The Gossip protocol in Agave implements a distributed, eventually-consistent communication layer that allows validators to share cluster-wide information. It uses a Cluster Replicated Data Store (CRDS) with push and pull mechanisms to propagate data efficiently across thousands of nodes without centralized coordination.

Architecture

Core Components

ClusterInfo (cluster_info.rs:150-200): The main gossip coordinator that manages the local CRDS, handles incoming/outgoing messages, and maintains network topology. CRDS (crds.rs:66-85): The replicated data store mapping CrdsValueLabel -> CrdsValue, supporting partial updates and concurrent access. CrdsGossip: Coordinates push and pull gossip strategies.
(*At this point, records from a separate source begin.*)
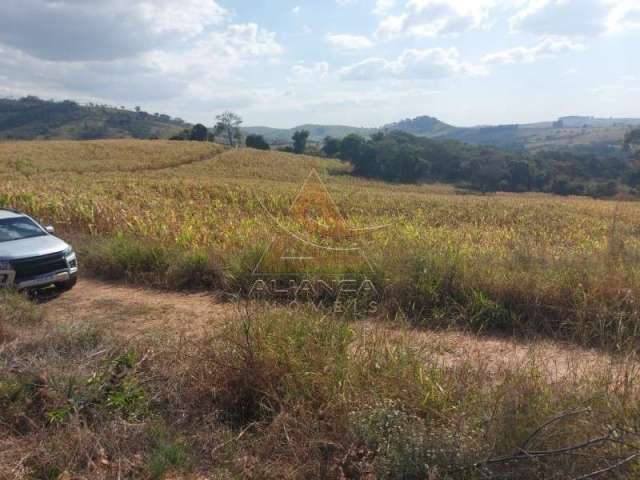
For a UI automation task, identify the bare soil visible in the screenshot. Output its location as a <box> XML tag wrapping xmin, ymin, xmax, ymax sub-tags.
<box><xmin>41</xmin><ymin>279</ymin><xmax>627</xmax><ymax>379</ymax></box>
<box><xmin>43</xmin><ymin>279</ymin><xmax>233</xmax><ymax>340</ymax></box>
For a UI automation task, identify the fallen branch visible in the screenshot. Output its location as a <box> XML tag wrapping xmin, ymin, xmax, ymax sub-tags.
<box><xmin>572</xmin><ymin>453</ymin><xmax>639</xmax><ymax>480</ymax></box>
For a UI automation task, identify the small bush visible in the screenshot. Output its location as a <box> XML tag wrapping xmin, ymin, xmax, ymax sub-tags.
<box><xmin>201</xmin><ymin>309</ymin><xmax>353</xmax><ymax>425</ymax></box>
<box><xmin>147</xmin><ymin>426</ymin><xmax>193</xmax><ymax>480</ymax></box>
<box><xmin>83</xmin><ymin>237</ymin><xmax>171</xmax><ymax>285</ymax></box>
<box><xmin>166</xmin><ymin>250</ymin><xmax>225</xmax><ymax>290</ymax></box>
<box><xmin>351</xmin><ymin>401</ymin><xmax>455</xmax><ymax>479</ymax></box>
<box><xmin>83</xmin><ymin>237</ymin><xmax>224</xmax><ymax>290</ymax></box>
<box><xmin>49</xmin><ymin>324</ymin><xmax>104</xmax><ymax>356</ymax></box>
<box><xmin>0</xmin><ymin>290</ymin><xmax>44</xmax><ymax>324</ymax></box>
<box><xmin>245</xmin><ymin>134</ymin><xmax>270</xmax><ymax>151</ymax></box>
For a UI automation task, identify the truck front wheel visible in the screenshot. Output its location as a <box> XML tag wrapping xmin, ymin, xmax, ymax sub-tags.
<box><xmin>55</xmin><ymin>275</ymin><xmax>77</xmax><ymax>292</ymax></box>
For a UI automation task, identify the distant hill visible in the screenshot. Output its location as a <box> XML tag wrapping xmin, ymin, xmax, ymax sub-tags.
<box><xmin>380</xmin><ymin>117</ymin><xmax>523</xmax><ymax>149</ymax></box>
<box><xmin>242</xmin><ymin>124</ymin><xmax>376</xmax><ymax>144</ymax></box>
<box><xmin>246</xmin><ymin>114</ymin><xmax>640</xmax><ymax>152</ymax></box>
<box><xmin>383</xmin><ymin>116</ymin><xmax>458</xmax><ymax>137</ymax></box>
<box><xmin>3</xmin><ymin>94</ymin><xmax>638</xmax><ymax>152</ymax></box>
<box><xmin>554</xmin><ymin>116</ymin><xmax>640</xmax><ymax>128</ymax></box>
<box><xmin>382</xmin><ymin>116</ymin><xmax>640</xmax><ymax>151</ymax></box>
<box><xmin>0</xmin><ymin>96</ymin><xmax>188</xmax><ymax>140</ymax></box>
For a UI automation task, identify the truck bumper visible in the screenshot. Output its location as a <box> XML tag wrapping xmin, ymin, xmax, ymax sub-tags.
<box><xmin>0</xmin><ymin>268</ymin><xmax>78</xmax><ymax>290</ymax></box>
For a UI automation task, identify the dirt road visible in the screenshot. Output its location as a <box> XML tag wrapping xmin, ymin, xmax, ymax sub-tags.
<box><xmin>43</xmin><ymin>279</ymin><xmax>624</xmax><ymax>379</ymax></box>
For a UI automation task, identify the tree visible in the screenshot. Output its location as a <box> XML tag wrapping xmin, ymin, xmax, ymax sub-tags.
<box><xmin>189</xmin><ymin>124</ymin><xmax>208</xmax><ymax>141</ymax></box>
<box><xmin>370</xmin><ymin>131</ymin><xmax>385</xmax><ymax>142</ymax></box>
<box><xmin>338</xmin><ymin>134</ymin><xmax>381</xmax><ymax>177</ymax></box>
<box><xmin>588</xmin><ymin>181</ymin><xmax>618</xmax><ymax>198</ymax></box>
<box><xmin>508</xmin><ymin>161</ymin><xmax>531</xmax><ymax>192</ymax></box>
<box><xmin>550</xmin><ymin>177</ymin><xmax>571</xmax><ymax>196</ymax></box>
<box><xmin>322</xmin><ymin>136</ymin><xmax>341</xmax><ymax>157</ymax></box>
<box><xmin>339</xmin><ymin>134</ymin><xmax>366</xmax><ymax>164</ymax></box>
<box><xmin>623</xmin><ymin>130</ymin><xmax>640</xmax><ymax>189</ymax></box>
<box><xmin>246</xmin><ymin>134</ymin><xmax>270</xmax><ymax>150</ymax></box>
<box><xmin>215</xmin><ymin>111</ymin><xmax>243</xmax><ymax>147</ymax></box>
<box><xmin>170</xmin><ymin>128</ymin><xmax>190</xmax><ymax>141</ymax></box>
<box><xmin>292</xmin><ymin>130</ymin><xmax>310</xmax><ymax>154</ymax></box>
<box><xmin>465</xmin><ymin>157</ymin><xmax>505</xmax><ymax>193</ymax></box>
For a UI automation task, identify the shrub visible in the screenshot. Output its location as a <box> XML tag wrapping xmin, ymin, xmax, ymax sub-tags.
<box><xmin>189</xmin><ymin>124</ymin><xmax>209</xmax><ymax>142</ymax></box>
<box><xmin>166</xmin><ymin>250</ymin><xmax>226</xmax><ymax>290</ymax></box>
<box><xmin>83</xmin><ymin>237</ymin><xmax>224</xmax><ymax>290</ymax></box>
<box><xmin>0</xmin><ymin>290</ymin><xmax>44</xmax><ymax>325</ymax></box>
<box><xmin>350</xmin><ymin>401</ymin><xmax>455</xmax><ymax>479</ymax></box>
<box><xmin>246</xmin><ymin>134</ymin><xmax>270</xmax><ymax>150</ymax></box>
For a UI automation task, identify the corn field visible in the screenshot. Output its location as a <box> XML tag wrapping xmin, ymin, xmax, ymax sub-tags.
<box><xmin>2</xmin><ymin>140</ymin><xmax>640</xmax><ymax>348</ymax></box>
CrdsGossipPull (crds_gossip_pull.rs:1-150): Implements anti-entropy pull requests using bloom filters. CrdsGossipPush: Implements eager push dissemination to a subset of peers. ContactInfo (contact_info.rs): Contains node identity and network endpoints (gossip, TVU, TPU, etc.).

Network Topology

Gossip organizes the network in layers:
  • Layer 0: Leader nodes
  • Layer 1: As many nodes as possible (efficient fan-out)
  • Layer 2: Remaining nodes (can fit 2^20 nodes if layer 1 has 2^10)
This layered approach enables efficient message propagation even in large clusters.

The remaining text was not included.